The U.S. saw the biggest spike yet in new cases, deaths and hospitalizations from the Delta variant. 

Now, the Omicron variant is on track to outpace that surge in cases and has prompted a return of mask requirements, travel restrictions and a shortage of testing.

Experts say President Biden's mistake was focusing too much on vaccines and not enough on testing.

"President Biden stopped using the bully pulpit to talk about COVID to convince people to do the right thing," Pitts said. "In fact, any communications that did come out of the White House were aggressive and pointing the fingers at people who were being held to be irresponsible. And I don't think that is a good way to change people's mind."

President Biden admitted in a virtual meeting with governors that his administration should have acted sooner on testing.

"We went from no over the counter tests in January to 46 million in October, 100 million in November and almost 200 million in December," he said. "But it's not enough. It's clearly not enough. If I had, we had, known we would have gotten harder quicker if we could have."

But the White House also marked some major milestones in the fight against COVID this year, including approval of new rapid tests, new treatments for COVID like moniclonal antibodies and even pills that can prevent severe illness.
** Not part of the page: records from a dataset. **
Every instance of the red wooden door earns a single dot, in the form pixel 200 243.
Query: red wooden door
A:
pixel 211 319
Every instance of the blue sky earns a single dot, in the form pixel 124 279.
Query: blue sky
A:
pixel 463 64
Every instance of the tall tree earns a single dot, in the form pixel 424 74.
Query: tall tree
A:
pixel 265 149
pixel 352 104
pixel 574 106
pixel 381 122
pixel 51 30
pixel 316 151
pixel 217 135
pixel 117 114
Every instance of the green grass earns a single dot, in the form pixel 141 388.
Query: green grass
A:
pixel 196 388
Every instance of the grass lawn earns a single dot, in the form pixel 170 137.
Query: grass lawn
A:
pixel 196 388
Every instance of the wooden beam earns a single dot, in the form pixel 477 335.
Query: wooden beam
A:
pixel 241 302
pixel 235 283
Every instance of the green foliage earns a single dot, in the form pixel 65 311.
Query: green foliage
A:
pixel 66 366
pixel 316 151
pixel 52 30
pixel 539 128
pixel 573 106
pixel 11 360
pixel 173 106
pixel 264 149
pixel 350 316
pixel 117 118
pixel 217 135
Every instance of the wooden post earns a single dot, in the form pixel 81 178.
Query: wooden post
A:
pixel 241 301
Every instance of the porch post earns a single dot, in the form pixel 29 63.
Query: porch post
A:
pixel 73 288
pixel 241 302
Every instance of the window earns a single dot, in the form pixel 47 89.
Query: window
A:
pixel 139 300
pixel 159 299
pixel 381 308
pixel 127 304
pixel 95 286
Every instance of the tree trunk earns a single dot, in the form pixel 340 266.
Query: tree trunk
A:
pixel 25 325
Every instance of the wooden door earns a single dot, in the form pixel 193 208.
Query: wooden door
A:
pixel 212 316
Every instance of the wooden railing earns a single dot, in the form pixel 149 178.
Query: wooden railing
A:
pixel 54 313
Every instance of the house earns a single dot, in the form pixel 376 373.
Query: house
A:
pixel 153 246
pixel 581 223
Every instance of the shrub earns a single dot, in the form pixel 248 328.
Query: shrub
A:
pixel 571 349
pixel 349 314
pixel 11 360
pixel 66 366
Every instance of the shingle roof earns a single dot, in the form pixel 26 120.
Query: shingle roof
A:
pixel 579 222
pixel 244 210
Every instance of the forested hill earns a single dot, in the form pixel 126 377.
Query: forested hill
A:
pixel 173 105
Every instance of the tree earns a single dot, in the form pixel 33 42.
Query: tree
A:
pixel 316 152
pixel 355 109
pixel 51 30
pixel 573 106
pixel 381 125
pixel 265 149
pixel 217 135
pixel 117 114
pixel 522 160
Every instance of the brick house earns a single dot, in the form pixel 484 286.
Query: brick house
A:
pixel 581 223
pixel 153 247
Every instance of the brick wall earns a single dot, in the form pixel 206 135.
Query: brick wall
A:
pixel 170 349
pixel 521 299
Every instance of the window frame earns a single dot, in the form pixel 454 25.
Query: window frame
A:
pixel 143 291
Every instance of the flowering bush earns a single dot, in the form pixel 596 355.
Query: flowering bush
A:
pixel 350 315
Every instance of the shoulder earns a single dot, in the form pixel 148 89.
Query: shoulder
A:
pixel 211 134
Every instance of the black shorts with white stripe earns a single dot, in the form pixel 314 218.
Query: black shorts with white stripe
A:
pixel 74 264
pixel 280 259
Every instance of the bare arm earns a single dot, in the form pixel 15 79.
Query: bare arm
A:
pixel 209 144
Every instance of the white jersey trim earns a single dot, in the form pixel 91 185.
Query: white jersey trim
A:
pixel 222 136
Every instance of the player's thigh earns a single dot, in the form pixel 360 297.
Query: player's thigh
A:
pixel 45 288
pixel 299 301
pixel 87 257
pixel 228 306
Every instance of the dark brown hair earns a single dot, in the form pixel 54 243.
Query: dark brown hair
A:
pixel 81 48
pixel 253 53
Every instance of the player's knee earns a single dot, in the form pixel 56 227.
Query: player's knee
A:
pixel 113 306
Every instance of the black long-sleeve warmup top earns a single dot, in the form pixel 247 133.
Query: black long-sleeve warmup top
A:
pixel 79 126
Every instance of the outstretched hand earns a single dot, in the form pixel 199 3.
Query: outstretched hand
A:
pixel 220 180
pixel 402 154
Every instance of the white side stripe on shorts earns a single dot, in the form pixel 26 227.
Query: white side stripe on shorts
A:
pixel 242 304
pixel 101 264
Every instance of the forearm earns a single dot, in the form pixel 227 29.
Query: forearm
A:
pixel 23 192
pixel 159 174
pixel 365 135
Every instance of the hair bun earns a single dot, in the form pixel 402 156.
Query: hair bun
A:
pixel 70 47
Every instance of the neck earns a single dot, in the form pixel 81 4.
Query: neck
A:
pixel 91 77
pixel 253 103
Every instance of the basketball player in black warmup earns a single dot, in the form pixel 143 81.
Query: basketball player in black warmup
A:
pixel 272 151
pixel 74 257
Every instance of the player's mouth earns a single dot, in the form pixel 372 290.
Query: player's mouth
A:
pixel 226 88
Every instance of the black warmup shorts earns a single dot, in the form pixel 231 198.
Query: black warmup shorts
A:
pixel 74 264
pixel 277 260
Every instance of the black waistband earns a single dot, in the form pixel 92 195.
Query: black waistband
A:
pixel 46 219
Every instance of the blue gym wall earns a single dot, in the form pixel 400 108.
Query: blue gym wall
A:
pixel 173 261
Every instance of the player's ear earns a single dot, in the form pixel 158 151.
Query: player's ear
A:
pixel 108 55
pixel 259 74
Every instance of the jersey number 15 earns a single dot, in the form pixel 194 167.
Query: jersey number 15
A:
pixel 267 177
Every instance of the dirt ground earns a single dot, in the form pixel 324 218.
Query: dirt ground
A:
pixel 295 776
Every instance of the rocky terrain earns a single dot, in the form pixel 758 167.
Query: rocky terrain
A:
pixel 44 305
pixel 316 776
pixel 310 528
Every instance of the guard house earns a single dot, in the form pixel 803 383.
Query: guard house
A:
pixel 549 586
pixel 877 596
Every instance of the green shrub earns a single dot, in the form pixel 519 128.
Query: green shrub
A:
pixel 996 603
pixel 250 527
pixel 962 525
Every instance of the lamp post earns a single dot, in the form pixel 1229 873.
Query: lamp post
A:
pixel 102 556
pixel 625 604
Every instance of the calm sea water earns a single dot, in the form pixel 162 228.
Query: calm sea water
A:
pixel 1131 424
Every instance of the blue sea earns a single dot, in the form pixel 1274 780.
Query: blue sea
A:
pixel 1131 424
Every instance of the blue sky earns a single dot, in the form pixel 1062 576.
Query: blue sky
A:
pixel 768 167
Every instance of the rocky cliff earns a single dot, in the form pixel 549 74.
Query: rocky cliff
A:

And now more than 200 million American adults, teens and children are vaccinated.

"That is amazing," Pitts said. "And the result is that people aren't dying. More people are getting infected, but fewer people are suffering serious manifestations, being hospitalized and dying from COVID. That's enormously important."

Will we ever defeat COVID? Experts say it's likely the pandemic will become an endemic like the flu, and that President Biden should be conveying that to Americans.

"I think President Biden can inform Americans that an endemic means that COVID is going to be around with us for quite a while, just like the flu is every year," Pitts said. "And the common cold. We have to take the appropriate precautions."